Exciton Dynamics in Pyrene and Perylene Nanoaggregates

Photophysical and diffusion properties of excitons generated in perylene and pyrene nanoaggregates have been investigated using steady state as well as time-resolved absorption and emission spectroscopic techniques. The average sizes and heights of the nanoaggregates prepared by the reprecipitation method have been estimated as 120 +/- 20 and 60 +/- 10 nm, respectively. X-ray diffraction spectra reveal that molecular packing in these nanoaggregates is very similar to that in the alpha-form (face-to-face pair or dimeric structure) of the crystals, but with possibilities of a large number of disordered regions consisting of monomer molecules. Therefore, following photoexcitation of nanoaggregates, both monomeric and dimeric exciton states are populated.

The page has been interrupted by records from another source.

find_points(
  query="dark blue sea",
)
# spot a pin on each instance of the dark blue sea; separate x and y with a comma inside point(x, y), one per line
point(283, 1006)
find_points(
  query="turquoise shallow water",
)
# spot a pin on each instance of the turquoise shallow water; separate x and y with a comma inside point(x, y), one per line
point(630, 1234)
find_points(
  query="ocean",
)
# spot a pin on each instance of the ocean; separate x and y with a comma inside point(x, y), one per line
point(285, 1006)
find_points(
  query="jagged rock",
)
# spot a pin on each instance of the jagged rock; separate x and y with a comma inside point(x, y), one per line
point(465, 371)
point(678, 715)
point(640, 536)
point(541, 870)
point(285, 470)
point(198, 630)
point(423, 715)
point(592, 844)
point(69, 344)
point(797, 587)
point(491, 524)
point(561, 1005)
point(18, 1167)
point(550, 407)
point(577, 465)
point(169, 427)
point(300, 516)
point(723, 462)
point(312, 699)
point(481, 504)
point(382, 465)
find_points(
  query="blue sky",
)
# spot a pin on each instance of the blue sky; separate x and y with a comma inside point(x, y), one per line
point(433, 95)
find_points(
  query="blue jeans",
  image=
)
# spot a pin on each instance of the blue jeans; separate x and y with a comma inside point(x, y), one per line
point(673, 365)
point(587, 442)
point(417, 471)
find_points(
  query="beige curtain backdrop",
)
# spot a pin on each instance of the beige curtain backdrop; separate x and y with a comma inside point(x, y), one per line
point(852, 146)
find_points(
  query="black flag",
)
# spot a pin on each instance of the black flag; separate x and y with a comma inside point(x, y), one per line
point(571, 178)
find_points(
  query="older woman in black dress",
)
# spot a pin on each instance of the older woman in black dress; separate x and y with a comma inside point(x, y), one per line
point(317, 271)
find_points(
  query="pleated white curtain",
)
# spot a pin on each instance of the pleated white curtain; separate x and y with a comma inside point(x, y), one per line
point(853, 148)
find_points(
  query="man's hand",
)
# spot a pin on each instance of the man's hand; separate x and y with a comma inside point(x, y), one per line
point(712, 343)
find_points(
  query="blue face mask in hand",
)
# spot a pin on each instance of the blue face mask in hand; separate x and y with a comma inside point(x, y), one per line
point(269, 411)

This work, for the first time, could reveal the dynamics of interactions between these two kinds of exciton states, because of which the photophysical and diffusion properties of the excitons are significantly different from those in single crystals. Population yield of the dimeric self-trapped exciton or E state, which is the lowest energy exciton state, is negligibly small via self-trapping of dimeric excitons (dimeric channel) in the <200 ps time domain because of efficient energy transfer from dimeric excitons to monomers. However, the monomeric excitons, which are populated either independently through direct photoexcitation or by energy transfer from the dimeric excitons, contribute to an additional (monomeric) channel populating the E state via energy transfer processes occurring in the nanosecond (ns) time domain. Diffusion coefficients and diffusion lengths of the monomeric excitons estimated in both these nanoaggregates are comparable to those in the beta-form of the crystals but much larger than those values reported for the alpha-form and hence ensure a better or comparable efficiency of energy migration in nanoaggregates as compared to that of single crystals.